Cloë Atkinson is managing director at Mortgage Engine

To say it’s been a strange year would be an understatement. Since March, thousands of workers have been furloughed or made redundant, many businesses have been forced to close – some for good – and the country faces additional uncertainty following the UK’s exit from the EU’s single market.

Looking at these factors alone, you would be forgiven for assuming the housing market would be in peril too. Not necessarily so.

Over the summer, house sales rocketed reaching record levels of activity and boosting prices. While it might seem unimaginable for the market to boom through a crisis, even after it endured a six-week closure at the start of the pandemic, government intervention such as the stamp duty holiday has been a key driver.

With an economic fallout and a housing boom running in parallel, a concerning trend is starting to emerge – the mortgage market is being split into two camps, between ‘secure’ and ‘insecure’ borrowers.

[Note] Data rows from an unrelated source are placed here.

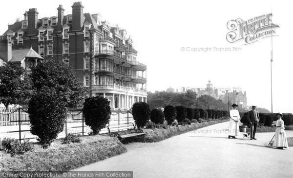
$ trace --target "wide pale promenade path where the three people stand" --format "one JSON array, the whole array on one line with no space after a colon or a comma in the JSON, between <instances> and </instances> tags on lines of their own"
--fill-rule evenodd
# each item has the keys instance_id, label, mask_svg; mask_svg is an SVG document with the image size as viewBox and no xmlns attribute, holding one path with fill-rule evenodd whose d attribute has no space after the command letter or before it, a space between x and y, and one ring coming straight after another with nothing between
<instances>
[{"instance_id":1,"label":"wide pale promenade path where the three people stand","mask_svg":"<svg viewBox=\"0 0 293 178\"><path fill-rule=\"evenodd\" d=\"M156 143L127 144L127 153L73 171L133 171L134 178L293 177L293 147L266 147L274 133L256 133L257 140L242 140L242 133L228 139L228 125L210 125ZM293 131L286 134L293 137Z\"/></svg>"}]
</instances>

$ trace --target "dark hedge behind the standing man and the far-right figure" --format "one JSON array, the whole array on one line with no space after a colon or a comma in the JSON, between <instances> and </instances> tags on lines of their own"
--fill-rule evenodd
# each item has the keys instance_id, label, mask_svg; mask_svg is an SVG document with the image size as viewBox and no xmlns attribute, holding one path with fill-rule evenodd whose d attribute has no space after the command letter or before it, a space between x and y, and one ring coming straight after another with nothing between
<instances>
[{"instance_id":1,"label":"dark hedge behind the standing man and the far-right figure","mask_svg":"<svg viewBox=\"0 0 293 178\"><path fill-rule=\"evenodd\" d=\"M259 124L271 126L273 121L276 121L277 116L275 113L259 113ZM282 120L284 121L284 125L293 125L293 114L292 113L283 113ZM249 125L247 121L247 112L243 114L241 120L243 125Z\"/></svg>"}]
</instances>

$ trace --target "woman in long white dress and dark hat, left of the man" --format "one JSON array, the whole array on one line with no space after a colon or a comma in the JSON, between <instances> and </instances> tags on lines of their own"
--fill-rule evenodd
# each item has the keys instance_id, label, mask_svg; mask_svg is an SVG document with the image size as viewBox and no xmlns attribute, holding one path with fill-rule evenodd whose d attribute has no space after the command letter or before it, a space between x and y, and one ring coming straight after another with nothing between
<instances>
[{"instance_id":1,"label":"woman in long white dress and dark hat, left of the man","mask_svg":"<svg viewBox=\"0 0 293 178\"><path fill-rule=\"evenodd\" d=\"M230 110L230 125L229 125L228 138L236 139L235 136L240 135L239 122L238 122L240 120L240 115L238 110L236 110L236 107L238 107L238 105L233 104L232 107L233 109Z\"/></svg>"}]
</instances>

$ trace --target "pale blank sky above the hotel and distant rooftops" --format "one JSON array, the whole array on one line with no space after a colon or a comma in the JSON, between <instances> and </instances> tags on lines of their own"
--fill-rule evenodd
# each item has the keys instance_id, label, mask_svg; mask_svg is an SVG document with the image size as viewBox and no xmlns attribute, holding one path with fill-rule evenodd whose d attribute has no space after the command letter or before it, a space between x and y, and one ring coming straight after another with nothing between
<instances>
[{"instance_id":1,"label":"pale blank sky above the hotel and distant rooftops","mask_svg":"<svg viewBox=\"0 0 293 178\"><path fill-rule=\"evenodd\" d=\"M3 1L0 34L23 19L29 8L37 8L39 18L57 16L63 4L64 14L71 14L76 0ZM102 18L126 29L139 52L138 61L147 65L146 89L169 87L204 88L211 81L215 88L238 88L247 92L248 105L271 111L271 50L273 112L293 112L291 4L285 0L82 0L84 13L101 13ZM11 7L11 8L10 8ZM227 22L248 20L273 14L279 25L272 38L249 45L244 41L229 43ZM273 45L272 45L273 44ZM273 46L273 47L272 47ZM191 49L209 48L207 52ZM221 50L223 48L223 50ZM240 49L233 51L233 48ZM220 49L220 50L217 50ZM231 51L225 51L230 49Z\"/></svg>"}]
</instances>

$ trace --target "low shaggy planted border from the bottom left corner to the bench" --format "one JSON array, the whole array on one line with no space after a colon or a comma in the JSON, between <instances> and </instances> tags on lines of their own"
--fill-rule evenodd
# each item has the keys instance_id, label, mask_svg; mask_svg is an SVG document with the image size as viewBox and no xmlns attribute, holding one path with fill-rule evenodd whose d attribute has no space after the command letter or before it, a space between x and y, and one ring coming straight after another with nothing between
<instances>
[{"instance_id":1,"label":"low shaggy planted border from the bottom left corner to the bench","mask_svg":"<svg viewBox=\"0 0 293 178\"><path fill-rule=\"evenodd\" d=\"M33 151L22 155L11 156L2 150L0 171L65 172L126 151L125 145L116 138L96 135L81 137L79 140L72 137L56 140L47 149L42 149L40 144L34 144Z\"/></svg>"}]
</instances>

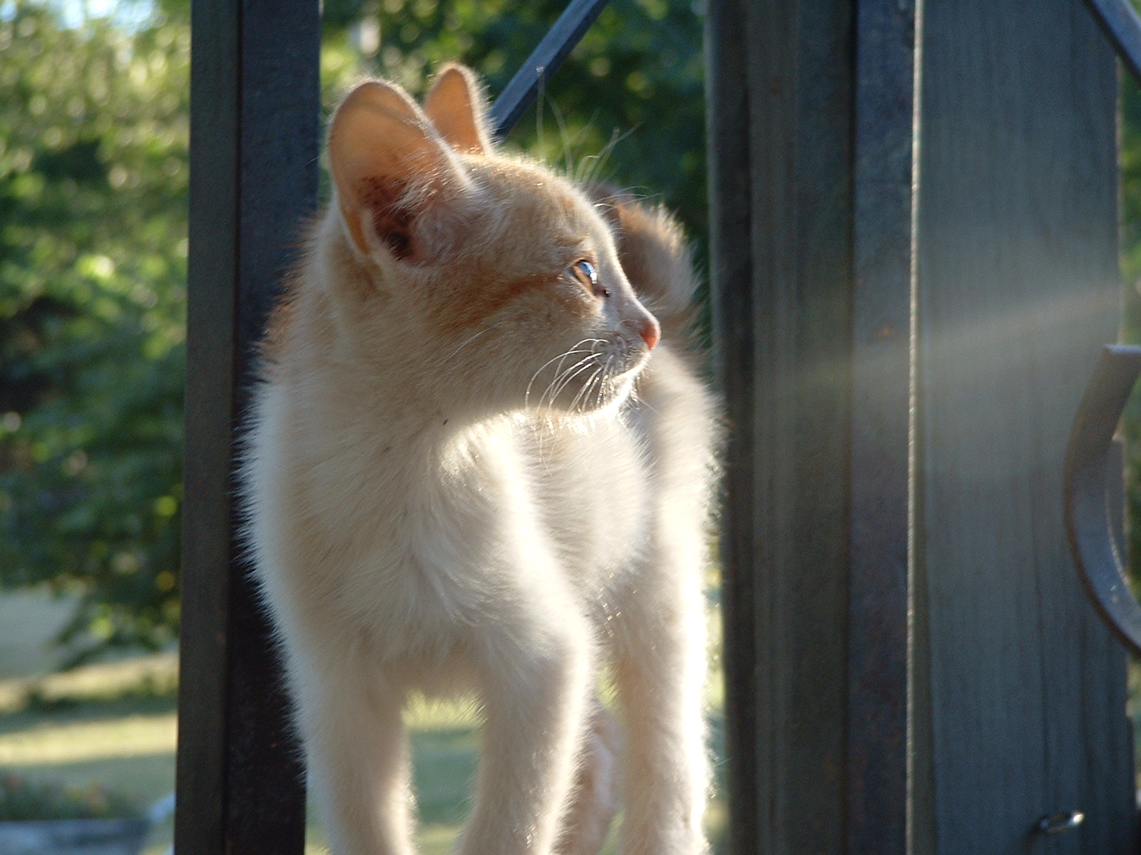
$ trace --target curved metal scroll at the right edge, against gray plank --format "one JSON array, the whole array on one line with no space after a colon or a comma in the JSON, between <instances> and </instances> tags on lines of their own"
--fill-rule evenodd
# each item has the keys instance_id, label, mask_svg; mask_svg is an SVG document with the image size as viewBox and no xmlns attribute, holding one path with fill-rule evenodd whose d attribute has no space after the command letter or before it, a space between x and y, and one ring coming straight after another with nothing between
<instances>
[{"instance_id":1,"label":"curved metal scroll at the right edge, against gray plank","mask_svg":"<svg viewBox=\"0 0 1141 855\"><path fill-rule=\"evenodd\" d=\"M1110 442L1139 373L1141 347L1106 345L1070 431L1062 490L1066 534L1086 594L1117 637L1141 653L1141 605L1126 581L1106 502Z\"/></svg>"}]
</instances>

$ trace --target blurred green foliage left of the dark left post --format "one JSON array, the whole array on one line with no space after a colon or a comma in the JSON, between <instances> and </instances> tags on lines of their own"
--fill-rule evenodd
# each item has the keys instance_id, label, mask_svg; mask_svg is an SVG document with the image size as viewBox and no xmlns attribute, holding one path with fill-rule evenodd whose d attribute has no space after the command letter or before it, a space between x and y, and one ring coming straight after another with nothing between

Secure borrowers are those who have been able to capitalise on the stamp duty holiday and can be seen as the primary drivers of the present activity rates; buy-to-let sales, for instance, have been pushed to a four year high as landlords have still been able to cash in on the tax break, despite continuing to pay a 3% surcharge on second homes.

However, the other camp is made up of ‘insecure’ borrowers, whose finances have borne the brunt of the pandemic’s economic impact and who might now need greater support from brokers.

The split has sent brokers’ client management time through the roof, as they seek to cope with the demands of both camps. While this may not be entirely beyond capabilities for all advisers, for many it’s a matter of treading water rather than smooth sailing. This is an issue that needs addressing quickly – and that’s why brokers must look to technology to help manage the tide.

Finding time in technology

If 2020 was the year the mortgage industry came to realise the benefits of technology, 2021 should be the year in which they fully embrace it. While existing technology such as video conference platforms have been crucial to keeping operations running, new technology can enable brokerages to build better ways of working.

Developments such as two-way open application programming interfaces (APIs) are enabling advice firms to speed up and simplify the mortgage application process, which is also promising great benefits for their clients.

One way APIs work is by enabling the seamless flow of information between the system of brokers’ and that of lenders, or multiple lenders, through a plug-like connection. This has the potential to make the application process significantly quicker for all parties involved. Why?

Because as a result, brokers can receive decision in principles (DIP) in seconds, with the case automatically populating the full mortgage application (FMA) if the response is positive. This makes rekeying data unnecessary and gives brokers back that essential time needed to manage client demands. APIs also enable automated tracking that sends updates direct to brokers own platforms, doing away with the need to spend timing checking individual cases.

Technology like this can put brokers in the driving seat. Today’s market is defined by uncertainty and with the furlough scheme and the stamp duty holiday set to end in March, demand for advice among consumers will only rise further. To get to grips with this, brokers must embrace technology – or risk sinking.